Wie niet gedreven wordt door vals ego en een intelligentie heeft die niet verward is, is niet degene die doodt, ook al doodt hij mensen in deze wereld. En evenmin raakt hij gebonden door zijn daden.

Aquele que não é motivado pelo falso ego, cuja inteligência não está enredada, embora mate homens neste mundo, não mata. Tampouco fica preso a suas ações.

Betekenisverklaring

Comentário

In dit vers laat de Heer Arjuna weten dat het verlangen om niet te vechten voortkomt uit vals ego. Arjuna dacht dat hij zelf de verrichter van activiteiten was, maar hij hield geen rekening met de Allerhoogste, die zowel van binnenin als van buitenaf toestemming geeft voor iedere handeling. Als iemand zich niet realiseert dat er een hogere leiding bestaat die toestemming moet geven, waarom zou hij dan handelen? Wie echter de factoren van activiteit kent — de instrumenten van activiteit [lichaam, zintuigen en geest], de handelende persoon zelf en de Allerhoogste Heer als de verlener van de hoogste toestemming — doet alles op een perfecte manier. Zo iemand verkeert nooit in illusie.
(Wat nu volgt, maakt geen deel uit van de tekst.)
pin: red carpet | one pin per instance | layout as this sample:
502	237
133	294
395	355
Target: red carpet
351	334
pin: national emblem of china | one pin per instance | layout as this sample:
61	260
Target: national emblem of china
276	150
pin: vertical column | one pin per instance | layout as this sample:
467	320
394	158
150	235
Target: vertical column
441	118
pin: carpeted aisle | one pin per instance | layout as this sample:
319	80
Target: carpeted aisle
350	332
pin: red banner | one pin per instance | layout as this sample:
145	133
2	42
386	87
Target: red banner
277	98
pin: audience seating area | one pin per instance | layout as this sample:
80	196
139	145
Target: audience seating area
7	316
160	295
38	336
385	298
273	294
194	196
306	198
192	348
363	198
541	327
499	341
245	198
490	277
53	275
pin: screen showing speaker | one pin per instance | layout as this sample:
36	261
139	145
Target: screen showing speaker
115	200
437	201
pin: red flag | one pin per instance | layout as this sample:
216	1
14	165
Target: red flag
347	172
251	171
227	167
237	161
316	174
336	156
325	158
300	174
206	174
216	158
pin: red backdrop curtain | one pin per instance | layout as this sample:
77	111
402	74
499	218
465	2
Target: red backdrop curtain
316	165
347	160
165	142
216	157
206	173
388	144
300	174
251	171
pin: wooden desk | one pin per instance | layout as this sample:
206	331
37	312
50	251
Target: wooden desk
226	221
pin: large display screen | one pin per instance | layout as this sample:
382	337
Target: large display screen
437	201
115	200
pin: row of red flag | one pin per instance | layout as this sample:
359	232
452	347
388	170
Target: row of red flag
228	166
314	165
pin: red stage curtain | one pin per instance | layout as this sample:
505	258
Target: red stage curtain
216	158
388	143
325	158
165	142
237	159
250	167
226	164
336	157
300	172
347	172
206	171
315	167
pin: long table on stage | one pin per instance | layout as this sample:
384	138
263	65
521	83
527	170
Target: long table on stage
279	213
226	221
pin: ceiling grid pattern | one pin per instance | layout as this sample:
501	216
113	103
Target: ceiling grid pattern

Zelfstandige activiteit en verantwoordelijkheid komen voort uit vals ego en goddeloosheid of een gebrek aan Kṛṣṇa-bewustzijn. Iedereen die onder leiding van de Superziel of de Allerhoogste Persoonlijkheid Gods Kṛṣṇa-bewust handelt, doodt niet, zelfs al is hij bezig met doden. Ook zal hij nooit de karmische reacties op zulk doden hoeven te verduren. Wanneer een soldaat iemand op commando van zijn meerdere doodt, zal hij niet veroordeeld worden. Maar wanneer hij iemand uit eigen beweging doodt, zal de rechtbank hem daar zeker voor veroordelen.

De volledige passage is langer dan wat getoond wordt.